The lower slopes of the mountain expose up to 200 m of massive grey limestone assigned to the Contrin Formation, deposited in a warm, shallow-marine setting roughly 240 million years ago. Above this limestone geologists have mapped thin, red, nodular layers of the Loibl Formation—deep-water lime-mud packed with radiolarians (microscopic plankton) and paper-thin bivalves—showing that the former platform suddenly drowned and was submerged beneath deeper water. Tiny fissures called neptunian dykes cut down into the Contrin limestone and are filled with the same red mud, confirming that faulting opened cracks while the new seafloor sediments were settling.

Overlying the red pelagic beds are green tuffs and thin rhyolite lava flows that record short-lived volcanic activity connected with the same extensional tectonics. These volcanic rocks grade upward into 25 m of thin-bedded grey limestone of the Buchenstein Formation, rich in re-worked algae and shell fragments transported downslope from neighbouring shoals. The summit wall is made of more than 500 m of massive, partly dolomitised limestone belonging to the Schlern Formation, which represents the renewed growth of a shallow-water carbonate platform during the Ladinian to early Carnian stages of the Triassic.
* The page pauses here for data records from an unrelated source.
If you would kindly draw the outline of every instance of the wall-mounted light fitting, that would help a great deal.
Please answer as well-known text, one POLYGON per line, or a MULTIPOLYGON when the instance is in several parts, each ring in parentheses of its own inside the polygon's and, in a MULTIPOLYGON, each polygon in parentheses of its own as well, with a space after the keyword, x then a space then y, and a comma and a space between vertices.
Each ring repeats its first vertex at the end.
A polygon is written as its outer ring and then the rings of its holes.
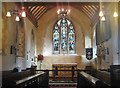
MULTIPOLYGON (((22 7, 24 8, 24 7, 22 7)), ((6 14, 7 17, 11 17, 13 14, 16 15, 15 21, 20 21, 20 17, 26 17, 26 12, 24 9, 22 9, 22 11, 18 11, 18 10, 9 10, 6 14)))
POLYGON ((70 14, 70 9, 64 9, 64 8, 58 9, 57 14, 60 14, 62 16, 66 16, 66 15, 70 14))

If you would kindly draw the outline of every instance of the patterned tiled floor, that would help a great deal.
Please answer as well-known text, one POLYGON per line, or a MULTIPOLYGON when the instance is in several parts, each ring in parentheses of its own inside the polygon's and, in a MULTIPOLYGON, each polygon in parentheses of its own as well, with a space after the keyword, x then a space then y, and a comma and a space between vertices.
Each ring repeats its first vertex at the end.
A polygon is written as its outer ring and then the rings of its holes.
POLYGON ((77 88, 76 82, 52 81, 49 83, 50 88, 77 88))

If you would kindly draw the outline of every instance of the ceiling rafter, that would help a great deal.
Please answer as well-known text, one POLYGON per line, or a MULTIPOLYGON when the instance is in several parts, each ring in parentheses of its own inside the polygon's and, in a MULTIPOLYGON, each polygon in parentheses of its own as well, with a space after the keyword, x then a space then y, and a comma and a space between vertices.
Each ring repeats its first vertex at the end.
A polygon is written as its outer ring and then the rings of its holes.
POLYGON ((41 11, 41 14, 38 15, 37 19, 40 19, 40 17, 47 11, 47 7, 43 8, 41 11))
POLYGON ((100 5, 99 2, 24 2, 23 4, 29 12, 29 18, 34 21, 38 21, 42 15, 54 7, 69 5, 83 12, 91 20, 91 23, 96 20, 94 17, 98 14, 100 5))

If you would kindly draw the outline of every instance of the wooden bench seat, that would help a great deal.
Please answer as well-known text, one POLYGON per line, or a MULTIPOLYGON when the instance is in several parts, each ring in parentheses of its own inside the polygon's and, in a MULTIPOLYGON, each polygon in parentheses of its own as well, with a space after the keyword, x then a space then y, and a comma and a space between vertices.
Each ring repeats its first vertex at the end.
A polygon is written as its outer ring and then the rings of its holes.
POLYGON ((109 88, 100 79, 85 72, 78 72, 78 88, 109 88))

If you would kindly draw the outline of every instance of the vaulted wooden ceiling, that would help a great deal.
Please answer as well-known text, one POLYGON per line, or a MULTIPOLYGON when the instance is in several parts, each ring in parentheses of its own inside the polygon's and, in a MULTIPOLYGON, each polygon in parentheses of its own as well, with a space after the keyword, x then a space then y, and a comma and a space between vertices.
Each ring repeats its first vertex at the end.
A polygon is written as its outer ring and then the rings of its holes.
MULTIPOLYGON (((20 3, 17 3, 20 5, 20 3)), ((93 26, 96 20, 99 18, 99 2, 25 2, 22 3, 26 8, 28 18, 37 26, 38 20, 48 10, 57 6, 73 6, 76 9, 82 11, 90 20, 91 26, 93 26)))

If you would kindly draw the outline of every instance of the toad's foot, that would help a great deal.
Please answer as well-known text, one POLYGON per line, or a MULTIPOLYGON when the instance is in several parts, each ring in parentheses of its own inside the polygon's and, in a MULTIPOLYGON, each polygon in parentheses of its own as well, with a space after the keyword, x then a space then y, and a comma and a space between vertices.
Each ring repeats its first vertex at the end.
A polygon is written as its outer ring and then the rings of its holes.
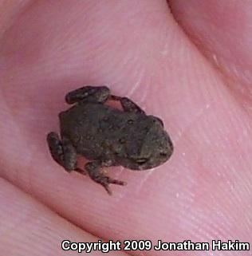
POLYGON ((85 86, 73 90, 65 96, 68 104, 77 102, 105 102, 110 95, 110 90, 107 86, 85 86))
POLYGON ((47 135, 47 143, 53 160, 67 171, 77 169, 77 152, 68 140, 61 140, 56 132, 47 135))
POLYGON ((85 168, 88 171, 89 177, 96 183, 103 186, 108 195, 112 195, 109 184, 126 185, 126 183, 124 181, 114 179, 104 175, 101 171, 101 166, 102 164, 100 161, 93 161, 86 163, 85 168))

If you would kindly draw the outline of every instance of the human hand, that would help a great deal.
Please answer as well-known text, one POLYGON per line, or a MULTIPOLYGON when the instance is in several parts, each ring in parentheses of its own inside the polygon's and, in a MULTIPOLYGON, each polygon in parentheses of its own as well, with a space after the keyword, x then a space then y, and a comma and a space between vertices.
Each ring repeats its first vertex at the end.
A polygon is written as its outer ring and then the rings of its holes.
POLYGON ((3 255, 71 255, 63 239, 251 242, 250 3, 176 0, 172 14, 159 0, 0 3, 3 255), (85 85, 160 116, 174 143, 154 171, 109 168, 128 183, 112 196, 47 148, 65 94, 85 85))

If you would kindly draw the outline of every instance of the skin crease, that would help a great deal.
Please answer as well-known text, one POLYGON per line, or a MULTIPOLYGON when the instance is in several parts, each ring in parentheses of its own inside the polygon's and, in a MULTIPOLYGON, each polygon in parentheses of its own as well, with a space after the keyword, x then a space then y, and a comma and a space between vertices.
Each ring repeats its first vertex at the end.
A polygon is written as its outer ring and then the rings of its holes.
POLYGON ((0 251, 63 255, 65 238, 252 242, 251 8, 225 2, 171 1, 171 14, 161 0, 0 0, 0 251), (174 143, 155 171, 108 169, 128 183, 112 196, 64 171, 45 143, 65 94, 84 85, 160 116, 174 143))

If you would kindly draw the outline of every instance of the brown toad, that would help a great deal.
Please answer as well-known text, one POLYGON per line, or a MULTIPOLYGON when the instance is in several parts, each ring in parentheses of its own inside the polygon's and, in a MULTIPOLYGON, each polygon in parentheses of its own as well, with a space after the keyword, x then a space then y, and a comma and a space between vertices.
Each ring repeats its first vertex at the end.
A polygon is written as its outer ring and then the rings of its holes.
POLYGON ((147 116, 127 97, 110 94, 106 86, 85 86, 65 96, 69 109, 59 114, 61 138, 55 132, 47 136, 50 153, 67 171, 86 174, 111 194, 110 183, 123 181, 106 176, 102 167, 123 166, 146 170, 166 162, 173 146, 160 119, 147 116), (104 103, 120 101, 123 110, 104 103), (77 167, 77 156, 90 162, 85 170, 77 167))

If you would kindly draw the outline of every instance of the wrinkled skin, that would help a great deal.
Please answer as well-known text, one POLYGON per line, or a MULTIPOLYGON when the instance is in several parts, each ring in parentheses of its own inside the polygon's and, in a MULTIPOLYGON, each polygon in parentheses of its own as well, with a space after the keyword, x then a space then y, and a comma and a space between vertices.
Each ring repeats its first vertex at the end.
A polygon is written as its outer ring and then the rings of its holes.
POLYGON ((121 165, 132 170, 147 170, 165 163, 173 144, 163 121, 148 116, 127 97, 112 95, 107 86, 86 85, 69 92, 67 103, 74 104, 59 113, 60 134, 51 132, 47 143, 53 160, 67 171, 89 174, 109 195, 109 184, 125 185, 104 174, 103 167, 121 165), (120 103, 122 109, 107 105, 120 103), (77 167, 77 156, 90 160, 77 167))
POLYGON ((2 254, 70 254, 65 238, 251 242, 251 2, 175 0, 171 13, 159 0, 0 3, 2 254), (109 167, 128 182, 112 197, 52 163, 45 136, 82 85, 110 85, 162 116, 171 160, 109 167))

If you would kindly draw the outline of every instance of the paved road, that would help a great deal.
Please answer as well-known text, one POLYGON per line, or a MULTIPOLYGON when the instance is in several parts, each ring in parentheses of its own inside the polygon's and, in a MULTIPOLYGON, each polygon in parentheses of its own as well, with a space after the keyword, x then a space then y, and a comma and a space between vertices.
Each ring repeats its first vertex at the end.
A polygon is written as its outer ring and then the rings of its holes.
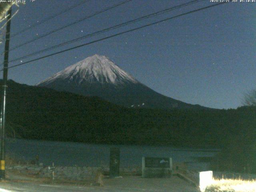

The full succession shows that Prisojnik stood on the tilted margin of a small half-graben—a fault-bounded block that sank gently along one side while the opposite side rose. As the block subsided, the platform surface drowned, deep-water muds and volcanics accumulated in the depression, and finally the basin was rapidly infilled by carbonate debris as the platform prograded back across it.
==Biology==

Lepidoptera include Zygaena transalpina.